Il ritorno, il 12 maggio, è stato puntuale. Per riuscirci, Riviera ha dovuto abbreviare i tradizionali tempi di percorrenza. “Di solito si camminano dai 23 ai 27 chilometri al giorno. Io dovevo tornare in tempo per la nascita di mia nipote e perché non potevo lasciare troppo a lungo i miei pazienti. Così facevo due tappe al giorno”. Il viaggio non è stato solo fatica, ma anche meditazione, preghiera, la possibilità di meravigliarsi. “Sono cresciuto nelle braccia della Divina Provvidenza, con tanto buonumore”. È con questo spirito che ha attraversato da solo la Lombardia, il Piemonte, la Liguria, la Costa Azzurra e la Francia, scavalcando i Pirenei fino ad arrivare in Spagna.
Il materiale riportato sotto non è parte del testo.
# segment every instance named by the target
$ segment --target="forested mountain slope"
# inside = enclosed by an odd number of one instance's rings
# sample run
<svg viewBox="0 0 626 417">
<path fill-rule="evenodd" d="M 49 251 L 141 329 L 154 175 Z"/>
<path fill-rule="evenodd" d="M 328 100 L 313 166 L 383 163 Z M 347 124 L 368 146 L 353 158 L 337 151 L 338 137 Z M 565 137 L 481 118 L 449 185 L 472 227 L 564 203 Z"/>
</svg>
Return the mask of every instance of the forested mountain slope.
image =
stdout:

La bellezza, spiega, era ovunque. Bastava saperla cogliere: “I boschi in Francia sembrano infiniti. Ho visto cervi, altri animali, l’equilibrio perfetto della natura”. Ogni sera racchiudeva i suoi pensieri in qualche riga, che il figlio pubblicava sui social insieme a una fotografia. “Prima di andare a dormire, era diventato un appuntamento fisso. Volevo rendere partecipi tutti della bellezza. Al rientro, i pazienti mi hanno detto: Dottore, aspettavo la sera per vedere dov’era arrivato!”.
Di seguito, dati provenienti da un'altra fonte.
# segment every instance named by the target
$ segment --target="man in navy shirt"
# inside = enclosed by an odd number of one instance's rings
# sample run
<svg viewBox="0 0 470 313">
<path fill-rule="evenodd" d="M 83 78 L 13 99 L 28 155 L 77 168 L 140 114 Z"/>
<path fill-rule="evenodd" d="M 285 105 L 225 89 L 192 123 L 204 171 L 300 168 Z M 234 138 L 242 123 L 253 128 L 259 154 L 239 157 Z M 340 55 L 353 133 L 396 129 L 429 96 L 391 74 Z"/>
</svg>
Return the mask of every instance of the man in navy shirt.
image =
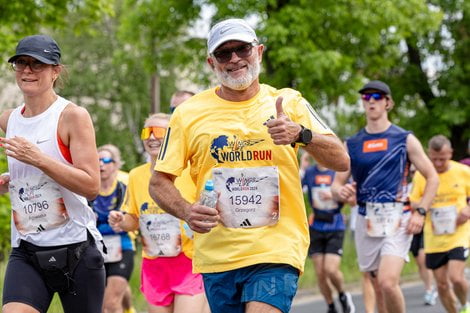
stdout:
<svg viewBox="0 0 470 313">
<path fill-rule="evenodd" d="M 335 172 L 321 165 L 306 169 L 302 186 L 307 190 L 313 214 L 309 218 L 310 247 L 318 287 L 328 305 L 328 313 L 337 313 L 330 284 L 339 295 L 343 313 L 355 312 L 351 294 L 344 292 L 344 279 L 339 265 L 343 255 L 344 219 L 342 203 L 333 200 L 330 186 Z"/>
<path fill-rule="evenodd" d="M 438 176 L 418 139 L 389 120 L 394 106 L 389 86 L 374 80 L 359 93 L 367 125 L 346 141 L 351 170 L 337 173 L 332 191 L 338 201 L 356 195 L 358 263 L 361 272 L 372 277 L 379 313 L 404 313 L 400 274 L 412 234 L 423 227 Z M 424 196 L 412 213 L 404 192 L 410 164 L 427 179 Z M 351 175 L 355 186 L 348 183 Z"/>
</svg>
Nei primi otto giorni non sono mancate le difficoltà. “Ero stanco e ho avuto paura”, racconta. Poi, “come d’incanto”, ogni sofferenza è scomparsa. “Ho avuto la conferma di quanto la macchina umana sia meravigliosa: riesce ad adattarsi ai cambiamenti climatici, alle privazioni, allo sforzo fisico”. Superata la fase iniziale, tutto è diventato semplice: “Era come volare. Se avessi avuto tempo, sarei tornato a piedi”. Con in spalla uno zaino pieno di “suppliche, preghiere e messaggi delle persone care”, non si è mai sentito solo. Ovunque ha trovato ospitalità: “Una coppia mi ha offerto del caffè a casa loro, un’altra mi ha regalato dei datteri per Pasqua, sapendo che l’indomani sarebbe stato tutto chiuso. Li mangiai ed erano buonissimi. Quando hai poco, dai valore a tutto”. Camminando ha imparato, o forse solo ricordato, che la felicità sta nelle cose più semplici. “Noi siamo sempre a correre. Ma se ci si ferma a guardare, ci si accorge che c’è una bellezza incredibile anche solo in un corso d’acqua, in un raggio di sole che filtra tra i rami, in un gruppo di cervi che ti osserva in silenzio”.

Per Riviera, nulla accade per caso. A Burgos (Spagna), a tre quarti del percorso, ha visto una cicogna. “L’ho filmata, stava ferma. Ho pensato subito: sta portando mia nipote. Un po’ di poesia ci vuole. E poi sono tornato giusto in tempo per accoglierla”. Del resto, precisa, non serve essere “eccezionali”: “Chiunque può farlo. Io sono vent’anni che mi alleno per reggere certe fatiche, ma alla fine dei conti servono solo due cose: la motivazione e il buon umore”. E se si chiede a Gian Battista Riviera cosa ha provato al suo rientro, la risposta è di disarmante semplicità: “Pace”.